Historiquement, l’évaluation provient d’un monde éducatif fondé sur des valeurs méritocratiques.
Elle se présente comme le moyen formel et institutionnel de sélectionner les individus par leur compétence, indépendamment des critères de naissance. Dès l’origine, ce projet respectable est marqué par une ambiguïté source d’effets pervers. L’évaluation sous des couverts d’égalité des chances et d’objectivité indiscutable est un enjeu de pouvoir et peut être source d’injustice.
Il n’y a pas de neutralité dans l’évaluation et ses conséquences sur l’apprentissage ne sont pas forcément bénéfiques.
Une constante remise en cause
Le changement de nature de l’évaluation est de plusieurs ordres. En premier lieu, elle a lentement glissé de l’évaluation du travail scolaire à l’évaluation des compétences pour finalement tendre progressivement, par le truchement du savoir-être, vers une évaluation de la personne.
En second lieu, par l’approche de la notion de « capital cognitif », l’éducation, la formation, puis l’activité du travailleur deviennent des sources de profit dans un nouveau capitalisme cognitif. Cette évolution utilitariste est consacrée par l’intériorisation dans les institutions éducatives comme chez les étudiants de la notion d’employabilité. Émerge une norme d’évaluation économique qui déforme le rapport entre l’école et l’entreprise.

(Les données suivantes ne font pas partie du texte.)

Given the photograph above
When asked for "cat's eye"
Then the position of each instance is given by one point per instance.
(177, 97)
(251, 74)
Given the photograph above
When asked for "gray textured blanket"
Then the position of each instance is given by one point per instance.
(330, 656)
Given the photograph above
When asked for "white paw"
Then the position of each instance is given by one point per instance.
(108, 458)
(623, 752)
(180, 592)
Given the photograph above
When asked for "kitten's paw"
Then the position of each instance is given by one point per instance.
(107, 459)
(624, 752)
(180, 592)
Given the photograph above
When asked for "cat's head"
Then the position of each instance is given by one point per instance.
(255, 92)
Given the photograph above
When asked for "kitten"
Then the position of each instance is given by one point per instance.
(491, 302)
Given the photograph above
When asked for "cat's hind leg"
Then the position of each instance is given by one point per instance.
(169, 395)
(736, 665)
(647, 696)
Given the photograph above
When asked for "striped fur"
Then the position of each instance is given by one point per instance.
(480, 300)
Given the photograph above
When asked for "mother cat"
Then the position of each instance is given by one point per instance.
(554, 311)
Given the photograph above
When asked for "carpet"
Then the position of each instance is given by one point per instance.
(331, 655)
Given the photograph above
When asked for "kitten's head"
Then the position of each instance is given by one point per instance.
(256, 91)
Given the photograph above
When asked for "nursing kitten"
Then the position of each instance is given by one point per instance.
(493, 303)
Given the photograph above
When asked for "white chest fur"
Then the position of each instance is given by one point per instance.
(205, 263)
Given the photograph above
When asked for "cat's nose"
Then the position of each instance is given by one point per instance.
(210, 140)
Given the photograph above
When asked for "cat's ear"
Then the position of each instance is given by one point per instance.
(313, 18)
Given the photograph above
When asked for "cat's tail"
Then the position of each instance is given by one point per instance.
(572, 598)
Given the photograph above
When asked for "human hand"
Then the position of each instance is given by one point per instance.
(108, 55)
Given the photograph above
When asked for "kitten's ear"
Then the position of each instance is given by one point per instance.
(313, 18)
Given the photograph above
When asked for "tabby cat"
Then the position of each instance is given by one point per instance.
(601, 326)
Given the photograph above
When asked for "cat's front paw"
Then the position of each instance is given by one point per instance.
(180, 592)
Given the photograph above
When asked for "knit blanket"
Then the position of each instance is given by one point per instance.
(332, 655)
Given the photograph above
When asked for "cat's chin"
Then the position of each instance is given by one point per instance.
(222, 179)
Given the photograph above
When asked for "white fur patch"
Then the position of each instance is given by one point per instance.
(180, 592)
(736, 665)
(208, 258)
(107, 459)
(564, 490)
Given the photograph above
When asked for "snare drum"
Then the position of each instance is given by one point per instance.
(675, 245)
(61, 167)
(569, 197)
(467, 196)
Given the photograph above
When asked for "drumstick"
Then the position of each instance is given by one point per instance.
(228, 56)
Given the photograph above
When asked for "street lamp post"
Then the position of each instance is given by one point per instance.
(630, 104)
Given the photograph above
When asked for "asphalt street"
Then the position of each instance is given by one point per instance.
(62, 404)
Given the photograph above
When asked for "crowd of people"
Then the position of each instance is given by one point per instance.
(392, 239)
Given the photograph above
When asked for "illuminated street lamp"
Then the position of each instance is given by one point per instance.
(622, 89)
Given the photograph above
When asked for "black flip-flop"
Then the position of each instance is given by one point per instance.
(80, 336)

En dernier lieu, cette généralisation de l’évaluation récurrente et permanente persuade l’individu que rien n’est jamais mérité. Le travailleur vit une constante remise en cause dans laquelle il n’ y a pas de reconnaissance acquise et stable de ses compétences. On glisse vers un modèle de compétition sportive fondé sur la seule performance évaluée. Ce changement de nature pourrait expliquer une grande part de souffrance à l’école comme au travail.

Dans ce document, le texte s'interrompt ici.